Talk given at the Netways Open Source Data Center Conference 2017. There is a video of the talk on Youtube .
The title of the talk was not final, when I submitted the proposal, so I just set it to “Something Mumble Containers Kubernetes”. It came out as “Containers at Booking” in the end.
This is kind of an interim report about how compute is changing, the factors and pressures at work there, and how that affects us. This is not a finished journey, yet. Things are still changing at Booking.
What Booking does was selling rooms, and getting commission from the hotel for that.

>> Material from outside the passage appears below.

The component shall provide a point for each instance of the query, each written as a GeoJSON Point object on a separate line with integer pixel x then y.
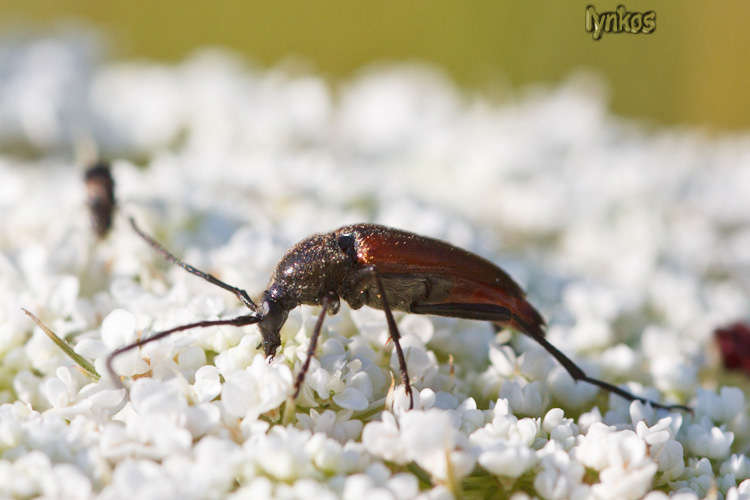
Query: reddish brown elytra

That used to be a very simple thing, it seems, but it was already complicated enough, because the business is very different depending on where in the world you are.
It is for example rather hard to explain what to expect from a hotel, as the product is not very standardized except when in the USA. Most of the hotels in the world are independently owned and operated, and not part of a hotel chain. So they are all very different in interior, room arrangement and facilities and many other details. Many reviews and images are necessary to set expectations properly with customers, and to build trust.
Running the hotel website from an Infrastructure point of view means we aim to be boring: When we fail, or lose bookings, somebody is sleeping under a bridge and we have ruined a holiday. While adventure in a vacation is good, that is only when it is planned, and when it ends well. So being boringly reliable is what we aim for.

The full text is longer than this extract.